Rate Freeze Yet Tightening? New York Stock Market Surprised After First Fed Meeting
On June 17 in New York, major U.S. equity indices fell despite the Federal Reserve’s decision to hold its benchmark rate steady, as markets focused on the prospect of future hikes. The S&P 500 dropped 1.2% to 7,420.10, the Dow Jones Industrial Average declined 1% to 51,492.55, and the Nasdaq Composite slid 1.3% to 26,021.66.
The Fed kept its policy rate unchanged at 3.50%–3.75% for a fourth consecutive meeting, but its dot plot turned markedly hawkish: nine of the 18 officials now anticipate at least one rate increase this year. The Fed’s statement all but removed guidance on the policy path, and Chair Jerome Powell announced the discontinuation of “forward guidance” and a comprehensive review of the Fed’s communications framework.
Rising policy uncertainty sent Treasury yields higher. The 10-year yield climbed to 4.49% from 4.43%, while the two-year yield jumped to 4.21% from 4.05%, reflecting renewed expectations for near-term rate hikes. Higher discount rates weighed on growth stocks, leading declines at large tech names such as Microsoft (–3.8%), Amazon (–3.5%) and Nvidia (–1.3%).

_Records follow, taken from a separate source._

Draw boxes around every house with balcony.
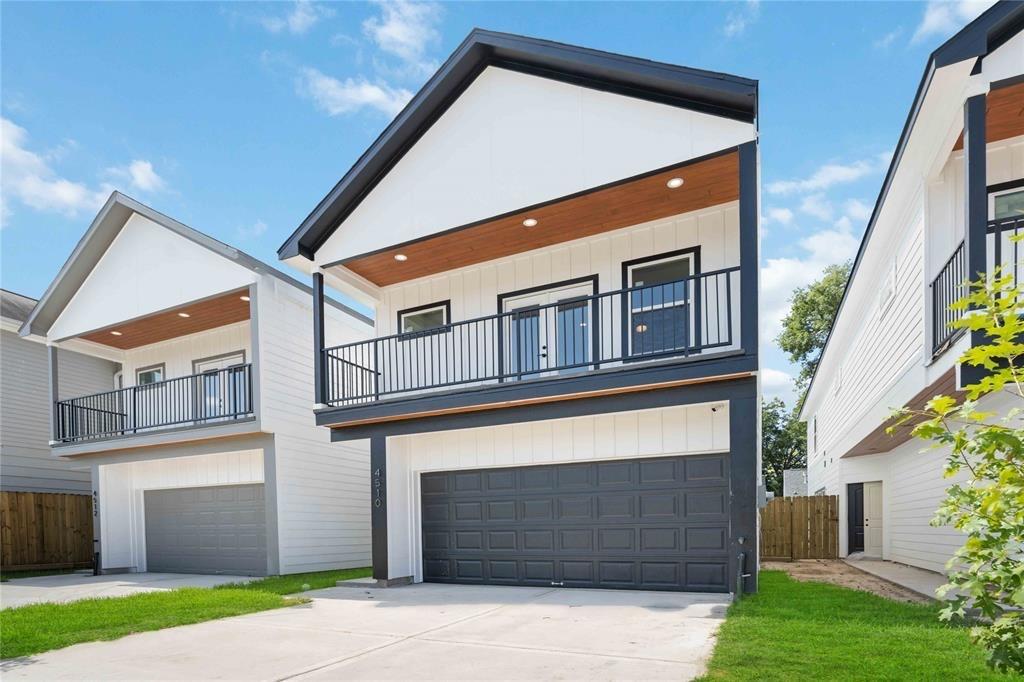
[279,30,760,592]
[802,2,1024,571]
[22,193,372,574]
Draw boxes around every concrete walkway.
[845,558,946,599]
[0,573,253,608]
[0,585,729,682]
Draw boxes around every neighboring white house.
[279,30,761,592]
[0,289,115,495]
[802,2,1024,570]
[19,193,372,574]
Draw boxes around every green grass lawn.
[0,568,371,658]
[703,570,1007,681]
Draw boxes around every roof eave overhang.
[278,29,758,260]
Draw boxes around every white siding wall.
[96,450,263,571]
[387,403,729,581]
[257,278,372,573]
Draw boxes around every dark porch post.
[739,142,760,355]
[313,272,327,404]
[728,378,760,593]
[961,94,988,385]
[370,435,388,581]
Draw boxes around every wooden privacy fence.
[0,492,92,570]
[761,495,839,561]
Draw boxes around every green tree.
[775,262,850,403]
[761,397,807,495]
[898,272,1024,673]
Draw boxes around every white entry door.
[864,481,882,558]
[503,284,593,379]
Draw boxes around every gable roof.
[20,191,373,336]
[801,0,1024,419]
[278,29,758,260]
[0,289,36,322]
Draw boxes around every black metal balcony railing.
[323,266,739,406]
[54,365,253,442]
[931,217,1024,355]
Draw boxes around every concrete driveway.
[0,573,253,608]
[0,585,728,682]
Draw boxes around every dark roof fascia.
[19,191,374,336]
[803,0,1024,413]
[278,29,758,260]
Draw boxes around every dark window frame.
[621,244,701,363]
[395,298,452,341]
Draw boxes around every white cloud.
[763,208,793,225]
[768,153,891,195]
[800,194,835,220]
[910,0,993,43]
[0,119,113,221]
[299,68,413,116]
[106,159,167,191]
[722,0,761,38]
[259,0,334,36]
[761,367,794,404]
[237,220,267,241]
[872,26,903,50]
[362,0,441,73]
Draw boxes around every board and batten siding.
[257,278,373,573]
[0,330,117,494]
[96,450,263,571]
[387,402,729,581]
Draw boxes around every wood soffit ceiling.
[843,368,965,457]
[341,152,739,287]
[953,83,1024,150]
[81,289,249,350]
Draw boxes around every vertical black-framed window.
[623,247,700,357]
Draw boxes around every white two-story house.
[20,193,372,574]
[279,30,760,592]
[803,2,1024,570]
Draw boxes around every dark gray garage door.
[421,455,729,592]
[145,483,266,576]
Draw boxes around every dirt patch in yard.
[761,559,931,604]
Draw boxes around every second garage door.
[421,455,729,592]
[145,483,266,576]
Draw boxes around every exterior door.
[420,455,731,592]
[503,284,593,378]
[864,481,883,558]
[846,483,864,554]
[193,353,249,421]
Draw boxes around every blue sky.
[0,1,990,397]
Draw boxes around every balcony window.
[624,250,697,355]
[398,301,452,334]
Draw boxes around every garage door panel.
[144,477,267,574]
[421,455,729,592]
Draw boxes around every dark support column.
[46,346,60,440]
[729,379,759,593]
[739,142,760,355]
[313,272,327,404]
[370,435,388,581]
[961,94,988,385]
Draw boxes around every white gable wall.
[316,67,756,264]
[48,214,256,340]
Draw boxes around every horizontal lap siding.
[257,279,371,573]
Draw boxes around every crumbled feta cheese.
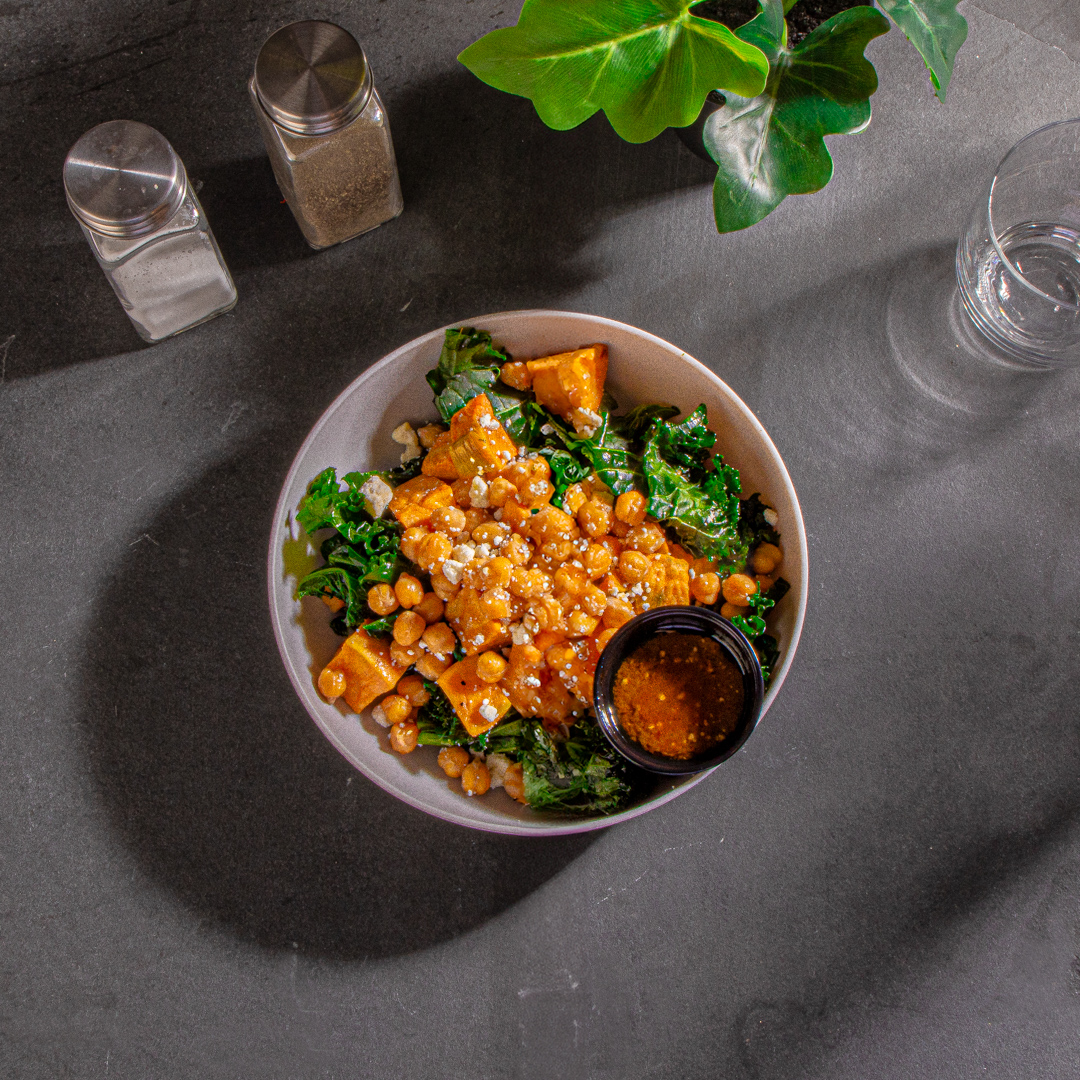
[450,543,476,566]
[390,421,420,465]
[442,558,465,585]
[360,476,394,517]
[484,754,514,787]
[469,476,488,510]
[570,408,604,438]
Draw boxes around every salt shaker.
[64,120,237,341]
[248,22,403,248]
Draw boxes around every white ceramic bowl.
[268,311,807,836]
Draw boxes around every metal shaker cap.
[255,22,372,135]
[64,120,188,237]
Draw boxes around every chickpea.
[566,605,607,637]
[431,507,465,537]
[619,551,651,584]
[400,525,428,563]
[390,720,420,754]
[581,585,607,619]
[615,491,649,525]
[395,573,423,607]
[582,543,612,578]
[319,667,345,701]
[367,581,397,615]
[623,522,667,555]
[416,423,446,450]
[380,693,413,724]
[720,573,757,607]
[517,480,555,508]
[499,360,532,390]
[394,611,428,645]
[555,564,589,599]
[578,496,615,537]
[496,496,532,532]
[413,593,444,625]
[502,534,532,566]
[563,484,590,516]
[472,522,510,544]
[502,761,526,802]
[420,622,458,657]
[690,573,720,604]
[438,746,469,780]
[397,675,431,708]
[450,476,472,510]
[476,650,507,683]
[417,532,454,574]
[390,642,423,667]
[751,543,784,573]
[487,476,517,509]
[481,555,514,589]
[431,570,461,604]
[480,588,510,619]
[509,566,548,599]
[529,596,563,630]
[416,652,454,683]
[461,757,491,795]
[603,596,634,630]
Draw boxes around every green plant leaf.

Real-economy data were mixed. May retail sales rose 0.9% month-over-month, beating forecasts and underscoring resilient U.S. consumer spending. By contrast, housing starts plunged 15.4%, highlighting the drag that elevated borrowing costs have imposed on construction. In earnings news, La-Z-Boy surged 14.8% after reporting stronger-than-expected results, while SpaceX slipped 4.9%, giving back gains after its post-listing rally amid profit-taking pressure.
On the global front, the extension of the Iran ceasefire and the reopening of the Strait of Hormuz to shipping drew attention. Brent crude eased to the high-$70s per barrel—down from over $100 at the conflict’s outset but still above pre-war levels. Although energy-driven inflation pressures have softened, the Fed’s renewed commitment to restoring price stability means investors should brace for increased volatility around upcoming inflation and employment releases and any shifts in Fed communications.